These are real people, some I know personally. Real trials. The kind we think happen to “everyone else.” Even as I write those words, I recoil inside. “Lord, don’t let it be me!” I far prefer God’s cheerful promises, not the ones assuring me of tribulation and suffering. I must ask instead, “Lord give me the grace required for a valley such as these are walking through, if you require it of me.”
All Things Work Together for Good
And we know that for those who love God all things work together for good, for those who are called according to his purpose.(Romans 8:28)
God also tells us that all the paths of the Lord are mercy and truth. (Psalm 25:10)
How can many of these tragic examples above possibly serve to produce anything good? In many ways, but here are a few ways trials are good for us:
Realizing His Power
We can know God will uphold us in times of trial, just as he did Daniel in the den of lions, or Jonah is the whale’s belly. Or how about the three Hebrews in the furnace? His strength will be made perfect in our weakness.
God may allow into our lives times of loss whether they be relationships, health or finances. The withdrawal of things we value can help us learn to offer ourselves a little more willingly, as we allow the touch of death in areas we clutch tightly with white knuckles. Seeking God and His kingdom doesn’t come naturally to us. Troubles in our lives put the pressure on and lean us in the right direction–His strong arms.
“Though he slay me, I will hope in him.” (Job 13:15)
Faithful to His Promises
”I will be with him in trouble.” (Psalm 91:15)
God does not bring us into trouble and leave us there. He stands by us. He holds us up when we are fainting. He is our strength in times of trouble. (Psalm 37:39)
We Get to Know Ourselves
Once I was struggling near the end of one of my pregnancies. I was certain I was to be the only woman alive that remained pregnant forever. Finally my labor began! Or so I thought. Turns out it was a false alarm and boy, was I ever whining like a spoiled child. My husband gently reminded me with these words, “Who we are in adversity…is who we really are.”
And it’s true, isn’t it? In good times we are, for the most part, strangers to ourselves. Affliction teaches us to know ourselves. We see the corruption in our hearts that was there all along, but that we never would have realized was there apart from walking through the refiner’s fire. It’s humbling.
We Grow to be More Conformed and Grow in Grace
Christ was “a man of sorrows, acquainted with grief.” He wept and bled and was crowned with thorns…and we want to be crowned with roses?
“A tree that is shaken by the wind is more settled and rooted; so, the blowing of a temptation does but settle a Christian the more in grace.” Thomas Watson, All Things For Good
We are, at one time or another, going to share in His sufferings:
“...that I may know him and the power of his resurrection, and may share his sufferings, becoming like him in his death…” Philippians 3:10
Trials Send Our Souls to Prayer
The more intense the trial, the more fervently a Christian prays.

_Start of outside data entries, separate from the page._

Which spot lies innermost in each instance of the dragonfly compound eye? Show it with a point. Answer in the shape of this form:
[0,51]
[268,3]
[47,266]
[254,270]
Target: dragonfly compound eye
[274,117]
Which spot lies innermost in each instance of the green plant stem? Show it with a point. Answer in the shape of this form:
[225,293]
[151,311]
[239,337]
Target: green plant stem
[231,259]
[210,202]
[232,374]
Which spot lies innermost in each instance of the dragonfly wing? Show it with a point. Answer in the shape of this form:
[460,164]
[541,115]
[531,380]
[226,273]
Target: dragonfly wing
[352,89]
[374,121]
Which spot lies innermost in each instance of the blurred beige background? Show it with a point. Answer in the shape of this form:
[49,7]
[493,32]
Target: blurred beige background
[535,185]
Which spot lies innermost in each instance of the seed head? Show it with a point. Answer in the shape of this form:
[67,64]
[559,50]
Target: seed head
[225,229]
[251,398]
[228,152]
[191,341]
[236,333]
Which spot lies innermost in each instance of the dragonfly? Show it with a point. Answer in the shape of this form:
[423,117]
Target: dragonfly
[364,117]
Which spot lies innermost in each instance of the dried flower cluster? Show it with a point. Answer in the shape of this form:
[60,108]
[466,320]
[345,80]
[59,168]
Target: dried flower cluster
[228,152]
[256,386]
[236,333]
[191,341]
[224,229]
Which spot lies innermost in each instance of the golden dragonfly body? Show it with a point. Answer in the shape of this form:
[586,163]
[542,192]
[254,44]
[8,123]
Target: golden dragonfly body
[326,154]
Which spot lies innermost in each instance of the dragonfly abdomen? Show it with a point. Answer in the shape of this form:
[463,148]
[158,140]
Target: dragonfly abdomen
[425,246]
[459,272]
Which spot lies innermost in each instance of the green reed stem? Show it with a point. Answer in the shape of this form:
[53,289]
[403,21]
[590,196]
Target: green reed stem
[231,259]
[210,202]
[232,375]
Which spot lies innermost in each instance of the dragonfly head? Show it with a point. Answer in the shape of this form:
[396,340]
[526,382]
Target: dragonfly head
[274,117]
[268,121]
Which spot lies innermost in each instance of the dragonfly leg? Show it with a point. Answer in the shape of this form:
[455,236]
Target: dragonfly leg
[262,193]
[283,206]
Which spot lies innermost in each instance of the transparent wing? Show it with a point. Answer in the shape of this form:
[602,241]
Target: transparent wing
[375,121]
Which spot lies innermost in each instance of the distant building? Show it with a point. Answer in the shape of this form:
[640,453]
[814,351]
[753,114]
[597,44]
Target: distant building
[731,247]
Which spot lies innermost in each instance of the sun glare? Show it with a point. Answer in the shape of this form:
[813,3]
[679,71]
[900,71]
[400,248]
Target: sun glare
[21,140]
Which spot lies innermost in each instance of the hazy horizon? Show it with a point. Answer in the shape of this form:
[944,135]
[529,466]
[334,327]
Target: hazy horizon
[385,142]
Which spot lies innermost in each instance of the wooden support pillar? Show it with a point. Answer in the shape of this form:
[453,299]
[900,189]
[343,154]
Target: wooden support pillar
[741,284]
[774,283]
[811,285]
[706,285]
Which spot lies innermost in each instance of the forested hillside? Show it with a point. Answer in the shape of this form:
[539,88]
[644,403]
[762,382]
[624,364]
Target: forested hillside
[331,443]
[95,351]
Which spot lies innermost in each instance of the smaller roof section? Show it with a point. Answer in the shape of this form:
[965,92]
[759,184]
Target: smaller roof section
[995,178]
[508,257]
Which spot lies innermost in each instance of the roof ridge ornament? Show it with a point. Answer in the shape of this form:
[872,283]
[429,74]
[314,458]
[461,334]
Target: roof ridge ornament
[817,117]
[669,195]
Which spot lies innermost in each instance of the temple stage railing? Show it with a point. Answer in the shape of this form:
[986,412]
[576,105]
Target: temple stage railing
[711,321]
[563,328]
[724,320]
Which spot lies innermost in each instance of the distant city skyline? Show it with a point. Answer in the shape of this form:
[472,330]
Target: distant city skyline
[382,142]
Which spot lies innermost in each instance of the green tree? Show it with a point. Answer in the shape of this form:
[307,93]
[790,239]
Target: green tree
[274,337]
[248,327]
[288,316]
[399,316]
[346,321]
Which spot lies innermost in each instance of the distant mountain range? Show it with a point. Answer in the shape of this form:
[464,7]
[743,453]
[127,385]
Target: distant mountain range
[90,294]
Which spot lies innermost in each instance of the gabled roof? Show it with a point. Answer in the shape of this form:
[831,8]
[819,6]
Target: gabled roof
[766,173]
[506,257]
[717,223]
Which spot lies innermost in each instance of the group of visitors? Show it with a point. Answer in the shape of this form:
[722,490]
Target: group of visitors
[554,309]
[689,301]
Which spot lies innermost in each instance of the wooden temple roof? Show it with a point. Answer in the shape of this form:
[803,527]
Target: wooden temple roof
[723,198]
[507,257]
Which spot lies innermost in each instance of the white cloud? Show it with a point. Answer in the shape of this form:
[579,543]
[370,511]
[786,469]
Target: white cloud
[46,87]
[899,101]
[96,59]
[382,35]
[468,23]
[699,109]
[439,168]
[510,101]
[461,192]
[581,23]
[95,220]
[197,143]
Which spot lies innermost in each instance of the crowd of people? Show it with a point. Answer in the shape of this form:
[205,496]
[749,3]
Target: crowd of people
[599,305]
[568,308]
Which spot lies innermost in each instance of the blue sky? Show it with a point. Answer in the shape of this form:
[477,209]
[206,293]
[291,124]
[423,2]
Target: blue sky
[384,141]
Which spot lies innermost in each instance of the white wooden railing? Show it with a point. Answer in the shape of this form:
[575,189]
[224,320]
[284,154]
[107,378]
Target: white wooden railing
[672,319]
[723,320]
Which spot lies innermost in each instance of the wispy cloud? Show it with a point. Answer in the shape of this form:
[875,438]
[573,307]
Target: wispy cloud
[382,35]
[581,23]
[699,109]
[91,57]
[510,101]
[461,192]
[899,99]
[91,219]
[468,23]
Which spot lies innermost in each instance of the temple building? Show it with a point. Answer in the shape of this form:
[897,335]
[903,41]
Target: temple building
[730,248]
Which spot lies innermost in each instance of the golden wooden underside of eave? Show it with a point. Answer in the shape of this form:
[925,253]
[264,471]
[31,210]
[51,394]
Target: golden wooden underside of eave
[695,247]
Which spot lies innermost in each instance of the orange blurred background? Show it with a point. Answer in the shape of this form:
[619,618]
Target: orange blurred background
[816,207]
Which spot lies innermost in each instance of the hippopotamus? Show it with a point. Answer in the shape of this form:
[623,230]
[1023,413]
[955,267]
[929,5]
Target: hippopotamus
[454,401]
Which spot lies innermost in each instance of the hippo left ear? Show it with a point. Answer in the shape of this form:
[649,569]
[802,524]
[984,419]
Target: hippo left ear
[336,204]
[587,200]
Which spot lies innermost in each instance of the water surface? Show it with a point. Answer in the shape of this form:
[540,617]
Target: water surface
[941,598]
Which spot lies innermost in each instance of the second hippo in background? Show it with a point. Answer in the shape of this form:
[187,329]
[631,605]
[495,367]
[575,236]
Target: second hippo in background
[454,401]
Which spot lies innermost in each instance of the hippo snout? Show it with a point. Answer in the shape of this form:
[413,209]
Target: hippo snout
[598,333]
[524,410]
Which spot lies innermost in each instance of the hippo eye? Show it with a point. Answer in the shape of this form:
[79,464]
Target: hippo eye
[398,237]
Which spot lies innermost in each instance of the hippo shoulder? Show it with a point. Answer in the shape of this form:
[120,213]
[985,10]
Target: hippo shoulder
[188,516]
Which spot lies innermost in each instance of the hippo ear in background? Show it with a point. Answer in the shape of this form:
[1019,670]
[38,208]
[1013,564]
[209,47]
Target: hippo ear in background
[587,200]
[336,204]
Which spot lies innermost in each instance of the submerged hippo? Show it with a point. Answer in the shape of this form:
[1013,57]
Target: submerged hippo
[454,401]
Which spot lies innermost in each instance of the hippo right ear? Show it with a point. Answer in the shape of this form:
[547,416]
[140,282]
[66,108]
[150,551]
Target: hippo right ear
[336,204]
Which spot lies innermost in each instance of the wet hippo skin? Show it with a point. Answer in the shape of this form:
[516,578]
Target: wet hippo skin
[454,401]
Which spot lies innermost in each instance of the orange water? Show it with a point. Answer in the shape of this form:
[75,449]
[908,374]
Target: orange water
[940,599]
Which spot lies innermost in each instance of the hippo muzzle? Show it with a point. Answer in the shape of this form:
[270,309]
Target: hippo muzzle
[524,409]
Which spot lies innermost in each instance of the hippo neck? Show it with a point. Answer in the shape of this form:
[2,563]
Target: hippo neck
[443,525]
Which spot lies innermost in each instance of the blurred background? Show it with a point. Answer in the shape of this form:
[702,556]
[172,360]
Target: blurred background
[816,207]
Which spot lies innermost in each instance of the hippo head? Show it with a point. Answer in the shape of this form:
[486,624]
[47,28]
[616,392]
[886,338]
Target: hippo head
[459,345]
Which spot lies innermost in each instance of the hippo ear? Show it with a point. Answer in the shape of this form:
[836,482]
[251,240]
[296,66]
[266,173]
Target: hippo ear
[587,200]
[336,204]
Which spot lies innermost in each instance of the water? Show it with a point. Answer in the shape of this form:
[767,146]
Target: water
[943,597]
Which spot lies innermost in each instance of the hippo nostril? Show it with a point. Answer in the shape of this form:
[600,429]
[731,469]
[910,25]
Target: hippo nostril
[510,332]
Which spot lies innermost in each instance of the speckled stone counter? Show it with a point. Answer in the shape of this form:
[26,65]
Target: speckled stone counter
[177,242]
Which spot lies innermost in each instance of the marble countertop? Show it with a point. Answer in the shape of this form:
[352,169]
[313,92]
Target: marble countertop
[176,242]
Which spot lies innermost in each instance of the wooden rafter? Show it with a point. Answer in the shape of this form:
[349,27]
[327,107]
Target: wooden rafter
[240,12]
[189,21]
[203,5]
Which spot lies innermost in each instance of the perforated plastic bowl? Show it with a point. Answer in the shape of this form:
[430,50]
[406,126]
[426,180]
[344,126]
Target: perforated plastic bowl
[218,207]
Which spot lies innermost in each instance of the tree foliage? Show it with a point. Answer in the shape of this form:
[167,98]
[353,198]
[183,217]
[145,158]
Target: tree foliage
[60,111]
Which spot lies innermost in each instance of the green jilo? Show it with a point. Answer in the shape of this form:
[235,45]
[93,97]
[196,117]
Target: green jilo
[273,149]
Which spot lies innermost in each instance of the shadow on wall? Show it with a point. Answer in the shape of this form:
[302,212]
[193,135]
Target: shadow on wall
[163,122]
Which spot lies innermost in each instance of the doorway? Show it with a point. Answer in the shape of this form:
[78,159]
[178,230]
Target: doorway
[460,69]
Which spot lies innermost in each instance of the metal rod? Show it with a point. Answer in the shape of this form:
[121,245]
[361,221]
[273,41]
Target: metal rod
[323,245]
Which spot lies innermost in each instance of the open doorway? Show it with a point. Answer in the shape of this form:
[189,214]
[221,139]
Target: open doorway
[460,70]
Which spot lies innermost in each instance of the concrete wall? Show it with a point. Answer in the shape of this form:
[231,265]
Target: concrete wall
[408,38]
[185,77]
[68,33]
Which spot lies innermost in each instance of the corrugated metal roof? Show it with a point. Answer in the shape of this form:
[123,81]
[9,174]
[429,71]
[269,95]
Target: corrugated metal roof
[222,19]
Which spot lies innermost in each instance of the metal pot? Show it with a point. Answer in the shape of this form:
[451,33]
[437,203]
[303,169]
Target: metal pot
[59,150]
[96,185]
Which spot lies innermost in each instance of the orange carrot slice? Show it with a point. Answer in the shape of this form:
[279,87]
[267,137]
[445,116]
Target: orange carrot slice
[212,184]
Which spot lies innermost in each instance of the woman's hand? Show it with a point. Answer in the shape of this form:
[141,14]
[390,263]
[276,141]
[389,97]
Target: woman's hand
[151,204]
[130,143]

“The deer being shot with the dart, runs faster to the water. When Satan shoots his fiery darts at the soul, it then runs faster to the throne of grace.” Thomas Watson, All Things For Good.
Circumstances that make us pray more are working for good.
Fit to Comfort Others
There is nothing quite like empathy–comforting others in distresses that we ourselves have walked through. We can’t “speak a word in due season” unless we ourselves have walked through dark valleys.
He is at Work
“In every situation and circumstance of your life, God is always doing a thousand different things that you cannot see and you do not know.” (Pastor John Piper)
Although there may be times that God allows us to see how He is at work, in my experience they have been few and far between. Not many times have I smacked my forehead and said, “Ah! That makes sense!” But I walk (sometimes stumble along) by faith and not by sight, thankful for His mercies, filling my mind with His word and truth.
There are many times that He is working His will and it is obscured from our finite eyes. We cannot possibly see the reason or even the outcome of every situation . We can’t fully fathom what He is doing in our lives. But we can be sure He is working. Lovingly, graciously, mercifully and purposefully working.
And some day, when we have Heaven’s perspective, we will understand more. Until then, we will say in faith, “Yes, Lord. You do all things well.”
What about you? Have you found that the “schoolhouses are in the valley?” What did you learn about the mercies of God there?